What is the essential difference between a resonance and a particle? Let me start by explaining my particle physics background is very patchy, so this question may not be as coherent as  I would like it to be. 
In general terms, what is the difference between a resonance found during a particle experiment and a particle? 
From reading Wikipedia it seems to be mostly based on timescales. If a heavy particle decays quickly, how can we distinguish it from a resonance?
I would not be posting this question except for the fact that the Wikipedia page says "This page has some issues".   
Wiki Page: Baryon Resonance 
and I would be interested in knowing more about the subject.
 A: This is to be read in conjunction with the answer by Lubos
The particle data group has compiled a lot of cross sections in this paper, whence I have copied a particular plot, fig 49.5.

$$\sqrt{s}~~ (\mathrm{GeV})$$ 
The blue part are the resonances that were found during the sixties, and are typical of other resonances  in scattering crossections. This is the scattering of $e^+e^-$, and also after the decay products were identified, in the invariant mass spectrum of the decay products. The terminoloty "resonance" is carried over from classical physics resonances, where acoustic amplitudes become high at resonance, for example. The cross sections became large at that specific center of mass energy. Note the width, in contrast with the red peaks. When the $J/\psi$ was found the hoi polloi physicists were expecting widths comparable to the $\phi$ at best, and the sharpness of the resonance came as a surprise and fully confirmed the quark model. It was not made up of run of the mill quarks like the blue resonances, but of a new quark, the charm. The same is true with $\Upsilon$ and the beauty quark that completed the quark model.
If you look at the elementary particle table none of the resonances from the $\Upsilon$ and below exist there, because these resonances are composites of quarks. Continuing to higher energies though, we hit on the Z boson, which is an elementary particle and resonates in the $e^+e^-$ scattering experiment but also decays in a lot of other elementary particles.
Thus in the same experiment, $e^+e^-$ scattering with increasing center of mass energy  (or invariant mass for the LHC plots) we have resonances that are composites of quarks and antiquarks on the one hand, and elementary particles on the other.
A: A resonance (in the particle physics or related physics sense) and an unstable particle is exactly the same thing. The object has some complex mass and the imaginary part determines the decay width (and decay rate). But these two terms describe different aspects of the same thing.
"A particle" refers to the object, the particle species (in your URL's case, it's composite particles i.e. bound states, often excited states), and all conceivable properties it may have and processes it may undergo.

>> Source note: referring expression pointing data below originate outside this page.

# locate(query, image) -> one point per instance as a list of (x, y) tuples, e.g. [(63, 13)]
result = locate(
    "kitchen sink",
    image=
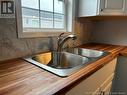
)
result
[(66, 62), (59, 63), (87, 52)]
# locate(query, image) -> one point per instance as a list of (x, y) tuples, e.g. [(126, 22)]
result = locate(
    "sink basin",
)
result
[(87, 52), (59, 63)]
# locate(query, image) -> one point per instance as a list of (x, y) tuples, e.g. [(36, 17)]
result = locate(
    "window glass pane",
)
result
[(59, 6), (58, 21), (46, 5), (30, 18), (46, 19), (30, 4)]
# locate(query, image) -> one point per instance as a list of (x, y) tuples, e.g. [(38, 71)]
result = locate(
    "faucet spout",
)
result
[(64, 40)]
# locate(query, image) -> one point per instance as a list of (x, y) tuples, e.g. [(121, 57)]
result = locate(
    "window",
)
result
[(43, 16)]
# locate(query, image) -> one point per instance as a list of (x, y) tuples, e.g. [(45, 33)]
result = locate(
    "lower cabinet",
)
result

On the other hand, a "resonance" only describes one particular aspect of the object (particle), and the corresponding method how it may be discovered, namely its ability to produce a local peak ("bump") in a graph of a cross section as a function of energy. It's usually a cross section of a process with the particle in the initial state and a two-particle or multi-particle state in the final state, or vice versa.
The cross section goes up when the "energy is right" to produce (or come from) a particle of the particular mass. The local peak has the same mathematical reason as the resonances anywhere in physics – e.g. when a radio is amplifying the signal at a given frequency. When the frequency (or energy, and $E=hf$) is right, plus minus the width, the strength (or, in quantum mechanics, the probability) of a process is much higher.
When we see such a "bump", we may discover a new particle. That's how the Higgs boson was discovered in 2012 – and many other particles before the Higgs, too. The actual unstable particle, e.g. the Higgs boson, may also enter many other processes that can't be described as a simple resonance. It may be produced together with the Z-boson and/or other particles, for example, and in these more complicated processes, the Higgs boson is no longer a "resonance".